Mrs. Brooks was formally elected 16 September 1969 as President of the Twenty Fourth Regular Session of the U.N. General Assembly. Though a large number of African states had by then attained independence, a colonial residue persisted notably white minority rule in southern Africa. These joined other agenda items to test her mettle as she presided over the world body. In her closing speech as Assembly President she laid down a challenge as she declared: "If much remains to be done, new avenues to be explored, new attitudes and ideas to be found, we have given the direction to future assemblies."
Ambassador Brooks remained at the State Department (Ministry of Foreign Affairs) through the mid-1970s, accepting an appointment in 1975 as the Permanent Representative of Liberia to the United Nations. Two years later President Tolbert appointed her the first female Associate Justice of the Supreme Court of Liberia. She served on the Court until the 1980 coup d'etat.
Pace-setter diplomat at home, across and beyond the African continent, she blazed the trail for those that followed in a now established Liberian diplomatic corps - Eugenia W. Stevenson (former Ambassador to Germany, and the USA); Neh Dukuly Tolbert (former Ambassador to France, and current to China); Abeodu Bowen Jones (former Ambassador to the U.N.); Edith Bowen Carr (former Ambassador to France); Lois Lewis Brutus (current Ambassador to South Africa); Vivian Wreh (current Ambassador to Cote d'Ivoire); Sadia Massaquoi Bangura (current Ambassador to Germany) and Yongor Tellewoda (current Ambassador to the European Union).

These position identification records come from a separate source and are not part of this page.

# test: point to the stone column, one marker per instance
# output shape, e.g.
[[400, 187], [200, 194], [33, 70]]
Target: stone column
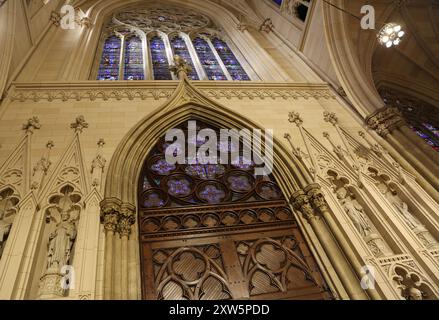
[[126, 220], [109, 216], [118, 220], [304, 203], [387, 123], [318, 200]]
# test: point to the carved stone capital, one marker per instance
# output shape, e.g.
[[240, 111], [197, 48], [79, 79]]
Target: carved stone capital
[[330, 117], [385, 120], [301, 202], [31, 125], [110, 209], [317, 197], [80, 124], [117, 216], [127, 217]]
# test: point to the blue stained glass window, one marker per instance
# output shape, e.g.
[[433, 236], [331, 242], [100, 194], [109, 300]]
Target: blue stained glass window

Angie Brooks has left us an enviable legacy - personal qualities of hard work, fortitude and determination; professional competence and dedication; role model for our aspiring young women. In the United Nations and other archives are the full records of service of this remarkable Liberian woman. Her career is worthy of a book-length account. It is my earnest hope that someone will rise to this challenge.